Many of us felt the call: A wildness tugging us deckside even before the early riser’s snack. At 0545 hours, faint dawn light revealed a crepuscular Glacier Bay. In the sky, wispy blued ovoids wink and blink.

Descending eyes absorbing a dragon-clouded Fairweather massif; horns, flying buttresses, arettes, cols, gendarmes, ice-filled couloirs. And the draping, carving glacier blanket; hanging glaciers, cirque glaciers, ice falls, crevasses, seracs all finally coalescing into tributary and main trunk valley glaciers stretching dozens of miles to tidewater. Blackened sedimentaries streaking/signing the glacier’s medians and laterals.
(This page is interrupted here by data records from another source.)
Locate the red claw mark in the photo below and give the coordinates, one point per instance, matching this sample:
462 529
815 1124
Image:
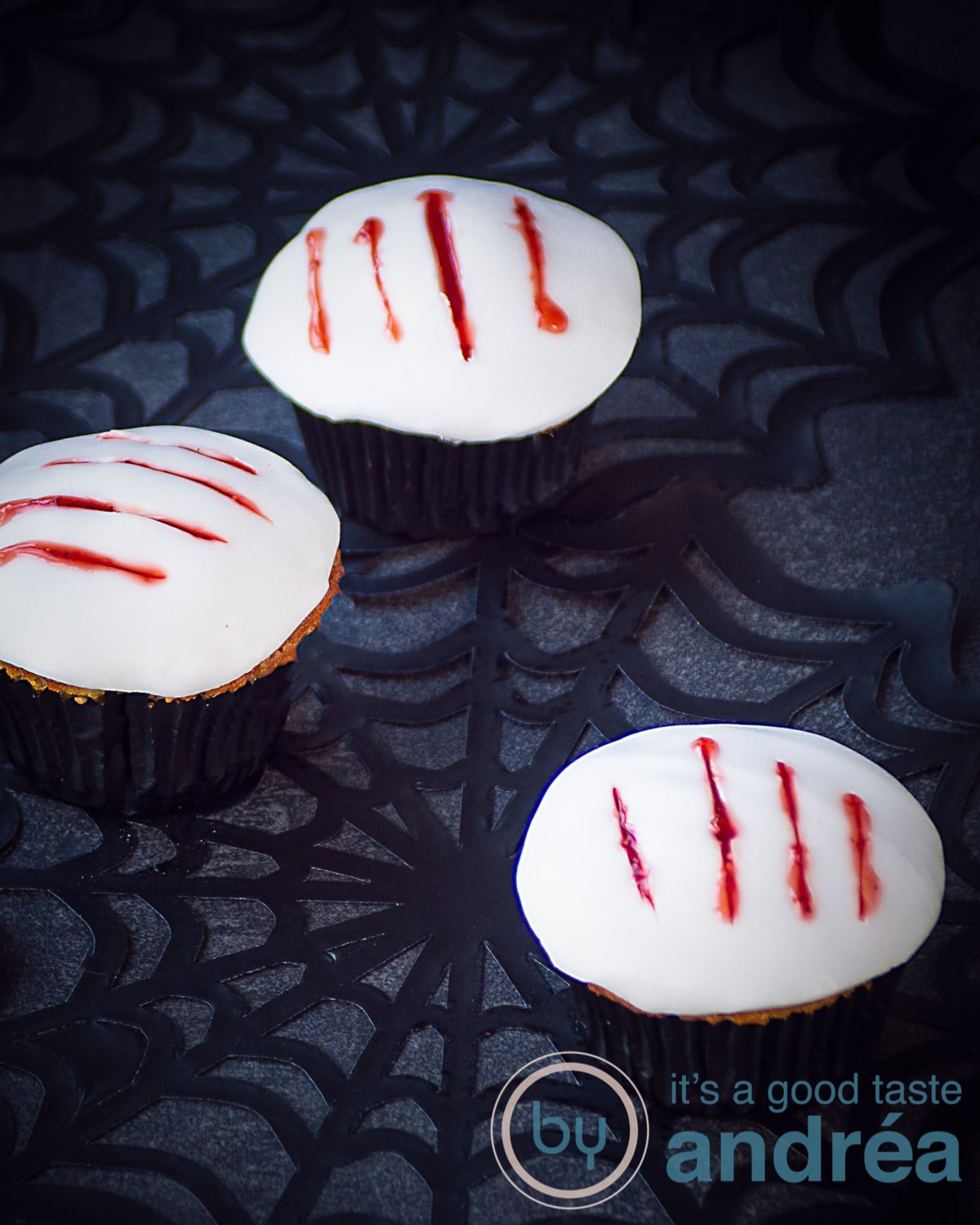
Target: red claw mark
122 436
370 233
10 510
627 840
318 325
869 886
798 884
78 559
550 316
216 485
440 234
724 832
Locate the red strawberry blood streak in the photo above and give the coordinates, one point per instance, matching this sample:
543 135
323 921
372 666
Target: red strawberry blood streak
869 886
550 316
798 884
318 330
440 234
724 832
122 436
216 485
627 840
78 559
69 501
370 233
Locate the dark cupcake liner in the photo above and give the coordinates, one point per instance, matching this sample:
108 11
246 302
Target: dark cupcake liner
831 1043
130 755
423 487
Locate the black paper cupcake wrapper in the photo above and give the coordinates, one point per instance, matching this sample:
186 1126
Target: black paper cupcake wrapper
130 755
423 487
830 1043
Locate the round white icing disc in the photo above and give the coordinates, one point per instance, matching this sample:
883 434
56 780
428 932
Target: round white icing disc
722 869
455 308
163 560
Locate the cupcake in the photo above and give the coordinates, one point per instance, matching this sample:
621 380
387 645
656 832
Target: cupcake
733 903
440 338
154 585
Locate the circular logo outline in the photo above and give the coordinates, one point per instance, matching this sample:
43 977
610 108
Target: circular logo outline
565 1065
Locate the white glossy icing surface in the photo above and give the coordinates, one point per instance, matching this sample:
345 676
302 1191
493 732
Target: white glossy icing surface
519 379
223 607
580 896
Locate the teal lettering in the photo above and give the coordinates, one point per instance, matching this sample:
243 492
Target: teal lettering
695 1163
810 1142
580 1141
549 1121
948 1154
756 1147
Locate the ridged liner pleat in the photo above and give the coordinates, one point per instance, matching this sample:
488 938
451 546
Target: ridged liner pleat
127 754
424 487
830 1043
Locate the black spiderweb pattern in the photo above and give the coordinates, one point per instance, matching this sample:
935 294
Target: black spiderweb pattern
301 1009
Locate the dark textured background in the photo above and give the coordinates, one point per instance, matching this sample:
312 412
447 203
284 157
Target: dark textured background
301 1009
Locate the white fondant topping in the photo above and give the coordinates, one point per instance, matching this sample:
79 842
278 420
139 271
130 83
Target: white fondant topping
223 607
519 380
580 896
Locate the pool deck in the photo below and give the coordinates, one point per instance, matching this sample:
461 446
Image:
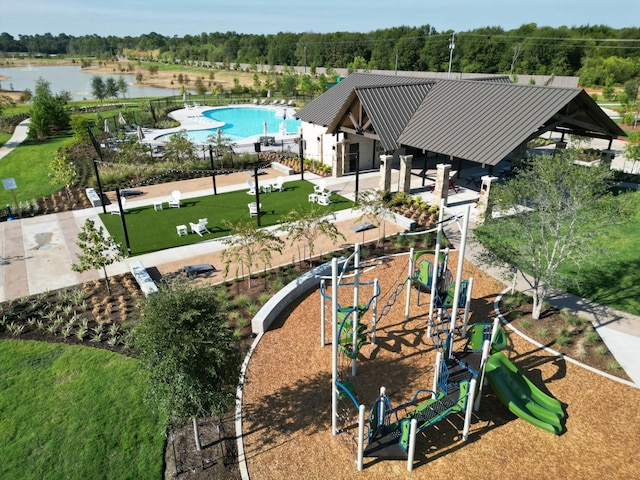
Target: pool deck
191 118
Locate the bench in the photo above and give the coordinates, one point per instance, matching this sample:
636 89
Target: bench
147 285
93 197
282 168
191 270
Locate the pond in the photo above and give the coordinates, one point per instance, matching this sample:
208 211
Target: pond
72 79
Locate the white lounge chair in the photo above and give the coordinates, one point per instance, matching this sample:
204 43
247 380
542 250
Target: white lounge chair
279 185
252 187
181 230
200 227
174 199
115 210
254 209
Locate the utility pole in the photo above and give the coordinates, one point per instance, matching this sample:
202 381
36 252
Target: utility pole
452 45
396 62
305 57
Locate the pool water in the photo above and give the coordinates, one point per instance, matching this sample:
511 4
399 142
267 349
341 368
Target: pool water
241 123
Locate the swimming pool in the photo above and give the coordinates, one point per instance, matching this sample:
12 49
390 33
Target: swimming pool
243 122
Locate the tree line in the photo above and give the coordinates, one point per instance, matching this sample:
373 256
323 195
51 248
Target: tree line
599 54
A giant conveyor promising for a land and sea fiesta.

Bow-riding the Sea Bird, we are slowly advancing towards the glacier’s snout; hundreds of harbor seals indifferent upon their ice bergs, bergy bits and growlers. The fjord’s walls contract, its bottom sill rising and falling, we’re crossing to the final bathymetric basin with more than 600 feet of depth. A mushy-seamed surface comprising floating ice of every imaginable size and form…the Sea Bird can go no closer.

Our staff cued us for each tidewater ice calving: “see the dust falling there…that one might go!” and then visual serac and ice-wall tons collapsing seaward. Following a sound wave thumping our chests. Slowly, slowly the water wave follows, the glacier front kittiwakes returning to the feeding frenzy below the snout. Our bow riders hold the deck’s rail as the wave lifts Sea Bird.

Turning, sailing down fjord passing many of the 12 tidewater glaciers. Each making for a fjord estuary exceptionally sedimentary rich. Sea-bound, each nautical mile couple fast forwarding a decade in coastal temperate rainforest time.

A primary virgin rainforest growing tall and rich replete with healthy salmoned streams. And the spawning runs are on! King, Coho, Pink, Chum and Sockeye. And their predators...a coastal brown bear sow and her two yearlings salmon-feasting. Hauled-out Steller sea lions drapping the islets. Tufted puffins aflighting from their cliffy perchs to search and feed-dive deep; signing connections between sky and land and sea.